Michael B. Jordan, der gerade erst als Killmonger in Black Panther brilliert hat, spielt Montag, und er bringt die Hysterie der Figur, die immer mehr in einen Loyalitätskonflikt gerät, sehr gut rüber. Aber das Beste an der Neuverfilmung ist seine Beziehung zu Beatty (Michael Shannon), der in dieser Version viel deutlicher Montags Alter Ego ist - ein Mann, der dieselbe Hysterie überwunden hat, indem er sich selbst dazu gezwungen hat, ein Fanatiker zu werden. Kein Schauspieler ist besser als Shannon, wenn es darum geht, das Aufflackern menschlicher Gefühle in einen weiteren Anflug von Bedrohung zu verwandeln, und diese Fähigkeit kommt hier voll zum Tragen.

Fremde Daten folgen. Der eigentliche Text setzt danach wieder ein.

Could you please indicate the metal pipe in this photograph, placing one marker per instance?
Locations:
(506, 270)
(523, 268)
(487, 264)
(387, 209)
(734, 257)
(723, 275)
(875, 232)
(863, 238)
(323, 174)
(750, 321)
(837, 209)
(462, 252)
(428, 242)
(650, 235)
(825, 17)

Es gäbe nicht viel Schöneres, als in einer Gesellschaft zu leben, in der die Fantasie von Fahrenheit 451 fatal veraltet wäre. Ironischerweise war das 1966 in gewissem Maße der Fall; ein Grund dafür, dass es der Truffaut-Version an Dringlichkeit fehlte, war, dass sie nicht den besonderen Ängsten der kosmopolitischen Kinobesucher jener Zeit entsprach. Aber nicht heutzutage, wo der Präsident der Vereinigten Staaten alles tut, um den Intellekt zu diskreditieren, und Fox News ihm dabei zujubelt. Die Buchliebhaber des Remakes sehen zwar aus, als wären sie obdachlos, aber das schließt nicht aus, dass sie auch elitär sind - und wie wir alle wissen, gibt es im Trumpland kein schmutzigeres Wort als dieses.